The mechanism of an aspirin- induced decrease in renal function may be related to inhibition of renal prostaglandin synthesis with consequent decreases in renal blood flow. Vasodilating renal prostaglandins may be particularly important in patients who exhibit arterial underfilling (i.e., heart failure, cirrhosis). The administration of high doses of NSAIDs to such patients has produced acute renal failure in rare instances.
Acute tubular necrosis usually occurs in conjunction with liver failure, but has been observed as an isolated finding in rare cases. A possible increase in the risk of renal cell carcinoma has been associated with chronic acetaminophen use as well.
One case-control study of patients with end-stage renal disease suggested that long term consumption of acetaminophen may significantly increase the risk of end-stage renal disease particularly in patients taking more than two pills per day.
However, a recent cohort study of analgesia use of initially healthy men concluded that moderate use of analgesics including acetaminophen was not associated with increased risk of renal disease.
Renal side effects of aspirin have included reduction in glomerular filtration rate (particularly in patients who are sodium restricted or who exhibit diminished effective arterial blood volume, such as patients with advanced heart failure or cirrhosis), interstitial nephritis, papillary necrosis, elevations in serum creatinine, elevations in blood urea nitrogen, proteinuria, hematuria, and renal failure.

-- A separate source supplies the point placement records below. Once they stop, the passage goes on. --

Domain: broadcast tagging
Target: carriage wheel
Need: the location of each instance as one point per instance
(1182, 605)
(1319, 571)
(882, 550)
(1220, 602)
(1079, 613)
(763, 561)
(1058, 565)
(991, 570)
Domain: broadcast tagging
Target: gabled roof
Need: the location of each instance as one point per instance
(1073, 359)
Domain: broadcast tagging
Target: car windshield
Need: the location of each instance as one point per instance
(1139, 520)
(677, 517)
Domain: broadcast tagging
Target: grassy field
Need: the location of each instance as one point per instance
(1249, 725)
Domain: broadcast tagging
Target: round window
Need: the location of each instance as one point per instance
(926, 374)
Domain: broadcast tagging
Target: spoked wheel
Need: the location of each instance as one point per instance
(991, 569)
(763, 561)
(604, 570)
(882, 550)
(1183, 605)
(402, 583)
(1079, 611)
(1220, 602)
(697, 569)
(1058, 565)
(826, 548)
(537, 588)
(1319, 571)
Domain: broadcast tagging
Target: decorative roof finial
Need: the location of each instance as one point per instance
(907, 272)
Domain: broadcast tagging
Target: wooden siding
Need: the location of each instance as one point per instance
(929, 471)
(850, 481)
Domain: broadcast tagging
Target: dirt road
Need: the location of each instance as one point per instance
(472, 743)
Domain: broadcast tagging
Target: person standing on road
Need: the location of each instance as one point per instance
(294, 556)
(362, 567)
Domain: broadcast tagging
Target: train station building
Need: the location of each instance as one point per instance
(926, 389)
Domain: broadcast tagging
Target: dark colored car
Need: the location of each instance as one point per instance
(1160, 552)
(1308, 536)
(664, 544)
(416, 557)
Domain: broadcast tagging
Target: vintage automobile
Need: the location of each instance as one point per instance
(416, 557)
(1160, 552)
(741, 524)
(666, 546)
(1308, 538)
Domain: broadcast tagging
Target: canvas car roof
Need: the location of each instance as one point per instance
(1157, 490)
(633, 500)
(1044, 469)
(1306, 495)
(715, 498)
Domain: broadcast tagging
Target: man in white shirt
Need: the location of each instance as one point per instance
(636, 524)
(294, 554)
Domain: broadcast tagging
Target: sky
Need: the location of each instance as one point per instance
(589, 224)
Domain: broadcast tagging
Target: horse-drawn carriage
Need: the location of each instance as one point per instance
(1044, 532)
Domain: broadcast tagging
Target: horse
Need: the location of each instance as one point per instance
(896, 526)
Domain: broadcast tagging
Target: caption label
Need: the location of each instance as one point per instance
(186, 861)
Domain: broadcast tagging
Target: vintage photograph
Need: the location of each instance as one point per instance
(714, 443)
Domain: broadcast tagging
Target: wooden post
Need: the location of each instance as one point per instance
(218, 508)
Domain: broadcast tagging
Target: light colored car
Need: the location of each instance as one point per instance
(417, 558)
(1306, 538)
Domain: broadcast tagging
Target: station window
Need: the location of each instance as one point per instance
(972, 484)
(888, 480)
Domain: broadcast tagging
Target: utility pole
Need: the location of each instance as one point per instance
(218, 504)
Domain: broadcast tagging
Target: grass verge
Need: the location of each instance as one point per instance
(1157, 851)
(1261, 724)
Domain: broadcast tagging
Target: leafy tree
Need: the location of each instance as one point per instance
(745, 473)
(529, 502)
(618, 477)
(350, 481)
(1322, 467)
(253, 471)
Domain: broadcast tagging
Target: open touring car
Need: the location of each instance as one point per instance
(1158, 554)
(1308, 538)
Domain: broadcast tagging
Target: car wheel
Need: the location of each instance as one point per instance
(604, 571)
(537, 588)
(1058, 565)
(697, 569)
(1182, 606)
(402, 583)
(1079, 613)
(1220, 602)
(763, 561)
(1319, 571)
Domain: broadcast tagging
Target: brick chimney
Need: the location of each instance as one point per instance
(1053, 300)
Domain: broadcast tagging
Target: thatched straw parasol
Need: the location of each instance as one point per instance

Renal side effects of acetaminophen are rare and have included acute renal failure, acute tubular necrosis, and interstitial nephritis. Adverse renal effects are most often observed after overdose, after chronic abuse (often with multiple analgesics), or in association with acetaminophen- related hepatotoxicity.
Aspirin desensitization has been used to decrease disease activity and reduce the need for systemic corticosteroids in patients with aspirin- exacerbated respiratory disease.
Respiratory side effects of aspirin have included hyperpnea, pulmonary edema, and tachypnea.
Respiratory side effects including a case of acetaminophen- induced eosinophilic pneumonia have been reported.